Allergies – What Are My Options For Treatment?

I am still getting a daily alert from the Weather Channel that the ragweed and tree pollen is very high! Last week we talked about over the counter options to help battle the ragweed effects. This week, let’s talk about the pharmaceutical options.

There are many antihistamines available by prescription only such as Xyzal, Tripohist, or Phenergan. The latter two are known as first-generation anti-histamines. They tend to cause more drowsiness. You might recognize Phenergan as a nausea/vomiting medicine also. Xyzal is considered a second-generation antihistamine like Allegra, which is now over the counter. They don’t tend to cause as much of a drowsiness effect – or they are not supposed to. ( I mentioned Zyrtec last week as tending to cause more drowsiness – though it is considered a 2nd gen.)

We already talked about the decongestants last week – pseudoephedrine and phenylephrine. Both are non-prescription in Texas, but in some states pseudoephedrine is prescription only.

There are many steroid nasal sprays which are still by prescription only, including Beconase AQ, Dymista, Flunisolide, Nasonex, Omnaris, Rhinocort Aqua, and Veramyst. “Exact mechanism of anti-inflammatory action unknown,” (Epocrates Plus, Version 15.8) but they work to unclog your nasal passages. My tip is to bend over for 30 seconds – just like Flonase and Nasacort.

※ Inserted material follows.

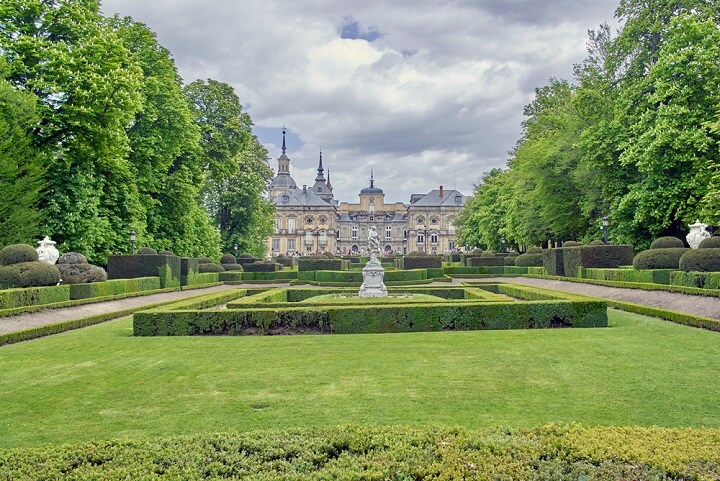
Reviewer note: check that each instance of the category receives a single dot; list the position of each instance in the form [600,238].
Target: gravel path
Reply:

Typically accompanying the drainage and inflammation of an allergy attack is a tickly cough, maybe with a sore throat. Benzonatate reduces the cough reflex, which can bring great relief when you are trying to sleep. The other two prescription antitussives (cough medicines) are codeine and hydrocodone. These are Schedule II controlled substances, which have high abuse potential, and Innovative Healthcare does not prescribe them.

At times, it is appropriate to prescribe oral steroids to help with the inflammation associated with allergies. We do have injectable steroids that we use on occasion. Steroids should be used cautiously though. They increase blood sugar, increase blood pressure, and can cause some sleepless nights. We almost always do a CBC (complete blood count) in our office to make sure you are dealing with allergies and/or a bacterial infection, which can benefit from the effects of a steroid. If we find you have a viral process going on- like the common cold or the flu – we do not recommend a steroid because the infection will take longer to clear. However, in some specific circumstances, the effect of the steroid is needed and used with caution.

A word about viral vs. bacterial vs. allergy: Viral infections DO NOT respond to antibiotics. Allergies DO NOT respond to antibiotics. Only bacterial infections respond to antibiotics. It is widely covered in the media that antibiotics are overused and overprescribed in the U.S., leading to the antibiotic resistance we see in the hospitals. All that said, your body can be fighting a virus or battling with allergies, and then when your resistance is down, a bacterial infection can set in. So if you are not better in the standard 2-3 day window after starting a particular regimen, come back to the clinic for a re-evaluation.